Since his enrolment in April 1999 till the unfortunate incident in Darigidiyan village (J&K) on August 13, 2006, Singh's service record has been impeccable.

On the fated day, the Army had formed a cordon to trap insurgents, after receiving information about their presence in the area. Suddenly, the post Singh was guarding came under a bout of firing. Instead of retaliating, Singh abandoned his post and tried to jump across a stone wall to escape.

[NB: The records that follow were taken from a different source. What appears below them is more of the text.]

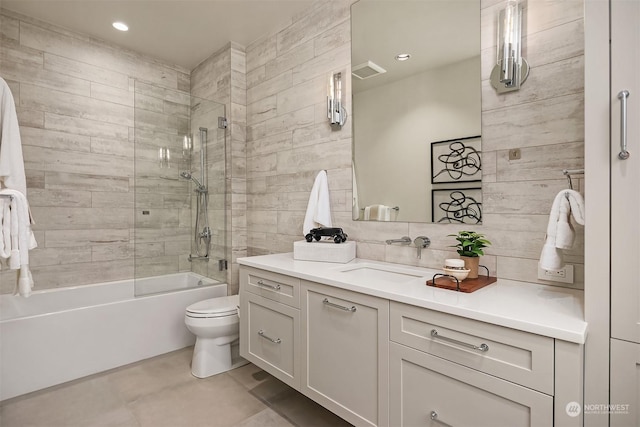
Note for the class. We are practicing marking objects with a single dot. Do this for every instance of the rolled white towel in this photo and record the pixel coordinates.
(560, 231)
(319, 207)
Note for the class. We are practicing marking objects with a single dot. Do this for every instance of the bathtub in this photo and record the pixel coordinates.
(59, 335)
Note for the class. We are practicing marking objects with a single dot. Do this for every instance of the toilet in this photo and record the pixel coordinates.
(215, 323)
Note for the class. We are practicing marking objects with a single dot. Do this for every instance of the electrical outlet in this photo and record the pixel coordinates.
(562, 275)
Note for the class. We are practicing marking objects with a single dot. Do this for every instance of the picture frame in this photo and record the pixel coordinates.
(456, 160)
(456, 206)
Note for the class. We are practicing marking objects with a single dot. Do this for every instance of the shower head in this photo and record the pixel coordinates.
(187, 175)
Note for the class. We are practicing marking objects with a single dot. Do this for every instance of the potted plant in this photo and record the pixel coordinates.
(470, 248)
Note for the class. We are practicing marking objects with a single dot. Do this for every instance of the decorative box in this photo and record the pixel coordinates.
(324, 250)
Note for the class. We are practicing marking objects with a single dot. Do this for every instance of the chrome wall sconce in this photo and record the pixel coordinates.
(336, 113)
(164, 157)
(512, 69)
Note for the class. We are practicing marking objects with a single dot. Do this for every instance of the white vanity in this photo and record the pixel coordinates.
(375, 345)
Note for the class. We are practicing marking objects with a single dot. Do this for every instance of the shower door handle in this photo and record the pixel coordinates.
(622, 96)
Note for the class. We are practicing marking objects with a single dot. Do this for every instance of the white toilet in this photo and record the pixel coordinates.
(215, 323)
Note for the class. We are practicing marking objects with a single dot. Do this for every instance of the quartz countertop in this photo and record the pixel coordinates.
(540, 309)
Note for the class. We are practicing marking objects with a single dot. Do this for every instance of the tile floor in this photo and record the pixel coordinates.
(162, 392)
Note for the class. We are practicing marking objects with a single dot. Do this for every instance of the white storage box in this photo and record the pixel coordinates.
(324, 250)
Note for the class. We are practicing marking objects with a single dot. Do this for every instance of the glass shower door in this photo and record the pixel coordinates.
(179, 182)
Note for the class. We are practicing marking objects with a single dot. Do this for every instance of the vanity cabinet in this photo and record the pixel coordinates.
(463, 372)
(429, 390)
(270, 323)
(380, 362)
(345, 356)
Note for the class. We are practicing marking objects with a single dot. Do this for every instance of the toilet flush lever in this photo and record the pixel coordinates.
(421, 242)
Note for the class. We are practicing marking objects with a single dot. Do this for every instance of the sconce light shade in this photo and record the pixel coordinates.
(336, 113)
(511, 68)
(164, 157)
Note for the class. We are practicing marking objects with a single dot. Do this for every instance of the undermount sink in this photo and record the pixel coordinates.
(381, 272)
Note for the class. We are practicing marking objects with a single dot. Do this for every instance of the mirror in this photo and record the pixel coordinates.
(416, 126)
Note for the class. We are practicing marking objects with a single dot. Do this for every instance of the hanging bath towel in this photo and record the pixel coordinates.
(319, 207)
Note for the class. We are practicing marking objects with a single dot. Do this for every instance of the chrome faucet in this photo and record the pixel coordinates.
(405, 240)
(421, 243)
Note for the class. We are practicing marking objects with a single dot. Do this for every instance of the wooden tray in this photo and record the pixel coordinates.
(467, 285)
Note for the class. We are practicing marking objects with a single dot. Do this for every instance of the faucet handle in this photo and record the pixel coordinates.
(421, 242)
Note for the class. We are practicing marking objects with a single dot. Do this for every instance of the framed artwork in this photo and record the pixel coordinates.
(456, 205)
(456, 160)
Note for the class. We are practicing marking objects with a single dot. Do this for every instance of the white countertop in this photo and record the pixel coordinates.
(544, 310)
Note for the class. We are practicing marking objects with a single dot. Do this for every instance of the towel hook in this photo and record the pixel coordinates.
(569, 172)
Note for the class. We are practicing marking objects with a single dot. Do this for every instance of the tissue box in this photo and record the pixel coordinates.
(324, 250)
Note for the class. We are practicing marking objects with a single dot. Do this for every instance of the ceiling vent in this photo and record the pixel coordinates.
(366, 70)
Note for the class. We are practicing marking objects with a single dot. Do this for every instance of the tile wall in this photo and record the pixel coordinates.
(222, 78)
(289, 140)
(75, 99)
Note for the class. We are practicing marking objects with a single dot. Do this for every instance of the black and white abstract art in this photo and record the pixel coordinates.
(457, 206)
(456, 160)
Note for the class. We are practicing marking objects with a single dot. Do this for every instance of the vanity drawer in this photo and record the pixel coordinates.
(516, 356)
(271, 334)
(277, 287)
(427, 390)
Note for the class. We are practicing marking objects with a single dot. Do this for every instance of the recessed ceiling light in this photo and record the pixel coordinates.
(120, 26)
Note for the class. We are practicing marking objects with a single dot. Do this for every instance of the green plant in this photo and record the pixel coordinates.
(470, 243)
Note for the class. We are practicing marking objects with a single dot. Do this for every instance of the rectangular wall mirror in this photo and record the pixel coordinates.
(416, 122)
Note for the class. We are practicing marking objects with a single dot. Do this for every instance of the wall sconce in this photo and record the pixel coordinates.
(512, 69)
(336, 113)
(164, 157)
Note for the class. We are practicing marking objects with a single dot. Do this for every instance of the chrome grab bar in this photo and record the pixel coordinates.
(341, 307)
(276, 341)
(483, 347)
(622, 96)
(434, 417)
(266, 285)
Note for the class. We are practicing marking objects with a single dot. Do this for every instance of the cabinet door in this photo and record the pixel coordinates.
(345, 358)
(269, 334)
(625, 174)
(426, 390)
(625, 384)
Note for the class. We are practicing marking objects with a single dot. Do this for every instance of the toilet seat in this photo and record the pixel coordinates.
(214, 307)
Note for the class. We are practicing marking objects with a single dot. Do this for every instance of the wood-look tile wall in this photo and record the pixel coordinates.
(221, 78)
(289, 139)
(81, 104)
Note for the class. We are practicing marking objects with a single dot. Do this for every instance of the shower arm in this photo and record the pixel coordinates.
(204, 133)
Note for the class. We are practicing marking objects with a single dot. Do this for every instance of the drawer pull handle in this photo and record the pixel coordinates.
(352, 309)
(434, 417)
(483, 347)
(276, 341)
(266, 285)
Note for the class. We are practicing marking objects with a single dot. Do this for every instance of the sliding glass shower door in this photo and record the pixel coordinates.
(180, 196)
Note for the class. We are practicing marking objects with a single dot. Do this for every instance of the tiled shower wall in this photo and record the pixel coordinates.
(75, 99)
(289, 139)
(221, 78)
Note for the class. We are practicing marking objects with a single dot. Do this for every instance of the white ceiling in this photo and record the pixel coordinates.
(182, 32)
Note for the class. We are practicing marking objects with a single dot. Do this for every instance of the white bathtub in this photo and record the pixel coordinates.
(62, 334)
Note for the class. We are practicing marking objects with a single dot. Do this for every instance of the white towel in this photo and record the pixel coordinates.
(319, 206)
(560, 231)
(18, 224)
(355, 206)
(11, 161)
(377, 213)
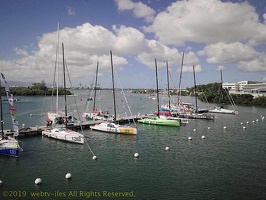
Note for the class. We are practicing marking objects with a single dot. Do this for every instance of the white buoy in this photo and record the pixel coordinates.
(68, 176)
(38, 181)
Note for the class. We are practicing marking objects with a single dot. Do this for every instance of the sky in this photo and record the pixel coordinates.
(213, 35)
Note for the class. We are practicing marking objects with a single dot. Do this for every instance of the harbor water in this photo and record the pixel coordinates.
(229, 163)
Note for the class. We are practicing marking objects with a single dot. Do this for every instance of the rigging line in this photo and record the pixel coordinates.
(86, 107)
(205, 98)
(178, 96)
(125, 97)
(78, 112)
(55, 69)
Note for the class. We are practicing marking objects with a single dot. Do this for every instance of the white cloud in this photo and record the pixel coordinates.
(197, 68)
(139, 9)
(258, 64)
(221, 68)
(70, 11)
(222, 53)
(21, 51)
(210, 21)
(86, 44)
(155, 49)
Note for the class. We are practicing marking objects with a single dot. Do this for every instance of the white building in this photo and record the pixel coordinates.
(246, 87)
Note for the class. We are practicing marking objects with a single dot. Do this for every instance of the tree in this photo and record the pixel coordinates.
(39, 86)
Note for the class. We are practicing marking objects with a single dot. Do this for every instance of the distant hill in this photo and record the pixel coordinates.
(19, 83)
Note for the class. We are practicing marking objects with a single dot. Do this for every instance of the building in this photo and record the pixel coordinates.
(248, 87)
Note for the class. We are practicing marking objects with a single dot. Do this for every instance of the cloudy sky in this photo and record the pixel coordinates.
(228, 35)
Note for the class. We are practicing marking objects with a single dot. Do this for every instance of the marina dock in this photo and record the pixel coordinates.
(26, 131)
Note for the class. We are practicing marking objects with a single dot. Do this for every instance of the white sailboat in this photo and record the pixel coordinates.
(113, 127)
(60, 130)
(96, 114)
(9, 145)
(159, 119)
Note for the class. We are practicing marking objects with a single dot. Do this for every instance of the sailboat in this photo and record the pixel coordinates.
(60, 130)
(221, 109)
(9, 145)
(113, 127)
(198, 113)
(159, 119)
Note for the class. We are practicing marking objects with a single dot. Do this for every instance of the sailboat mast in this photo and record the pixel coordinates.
(157, 88)
(112, 67)
(195, 90)
(1, 107)
(181, 69)
(64, 82)
(168, 87)
(57, 69)
(221, 89)
(94, 98)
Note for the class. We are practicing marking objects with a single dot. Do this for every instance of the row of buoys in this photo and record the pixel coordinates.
(202, 137)
(38, 181)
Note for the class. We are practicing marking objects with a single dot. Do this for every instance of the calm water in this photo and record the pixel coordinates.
(228, 164)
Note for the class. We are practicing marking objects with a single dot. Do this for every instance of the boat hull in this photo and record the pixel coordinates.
(159, 121)
(223, 111)
(64, 135)
(114, 128)
(9, 147)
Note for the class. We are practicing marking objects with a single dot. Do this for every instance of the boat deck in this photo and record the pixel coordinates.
(85, 125)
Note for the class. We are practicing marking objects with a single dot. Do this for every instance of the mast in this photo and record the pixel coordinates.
(181, 69)
(221, 89)
(57, 69)
(195, 90)
(95, 86)
(157, 88)
(168, 92)
(112, 67)
(1, 117)
(64, 84)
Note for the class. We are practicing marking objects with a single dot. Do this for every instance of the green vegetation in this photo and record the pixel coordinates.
(37, 89)
(213, 93)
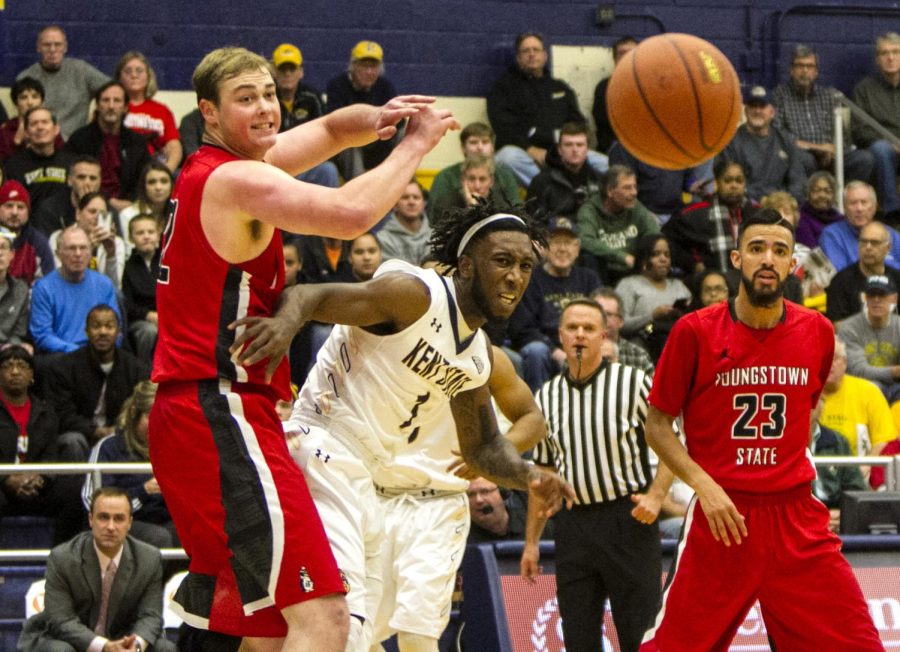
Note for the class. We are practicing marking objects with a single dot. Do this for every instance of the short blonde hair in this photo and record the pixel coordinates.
(223, 64)
(780, 200)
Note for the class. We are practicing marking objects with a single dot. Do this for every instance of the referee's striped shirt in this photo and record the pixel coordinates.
(596, 432)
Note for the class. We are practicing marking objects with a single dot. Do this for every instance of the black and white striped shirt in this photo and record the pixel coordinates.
(596, 432)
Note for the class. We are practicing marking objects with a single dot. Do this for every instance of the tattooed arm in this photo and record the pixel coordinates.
(493, 456)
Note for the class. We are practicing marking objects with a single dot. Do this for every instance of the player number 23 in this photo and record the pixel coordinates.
(750, 405)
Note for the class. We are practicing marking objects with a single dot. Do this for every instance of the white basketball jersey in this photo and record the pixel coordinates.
(385, 392)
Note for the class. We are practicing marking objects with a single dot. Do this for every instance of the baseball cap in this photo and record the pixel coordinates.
(756, 95)
(366, 50)
(558, 224)
(287, 53)
(880, 285)
(14, 191)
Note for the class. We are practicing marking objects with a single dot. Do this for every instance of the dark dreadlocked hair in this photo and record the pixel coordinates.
(448, 231)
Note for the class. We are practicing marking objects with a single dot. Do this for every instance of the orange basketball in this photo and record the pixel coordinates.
(674, 101)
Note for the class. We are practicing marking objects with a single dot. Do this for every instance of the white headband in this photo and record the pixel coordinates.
(475, 228)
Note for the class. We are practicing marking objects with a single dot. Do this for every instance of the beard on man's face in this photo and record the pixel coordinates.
(762, 298)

However, a terrorist's bullet pierced his leg and took him down.

Taking advantage of the situation, terrorists killed another jawan posted with Singh, took his Light Machine Gun (LMG), and broke through the Army cordon.

A summary of court-martial proceeding said Singh was found guilty of cowardice and was dismissed from service on March 6, 2008. He was also sentenced to six months of imprisonment.

Loathe to treat the case as just another service matter, the bench felt that when the punishment relates to a member of a disciplined force, there can be no sympathetic consideration.

"The resources of the country are spent on training a soldier to retaliate and fight when the integrity of the nation is threatened and there is aggression," said the judges, "In such a grave situation, if a soldier turns his back to the challenge, it will certainly amount to cowardice."

The only saving grace was that the Bench set aside the imprisonment, considering 13 years had elapsed since the incident.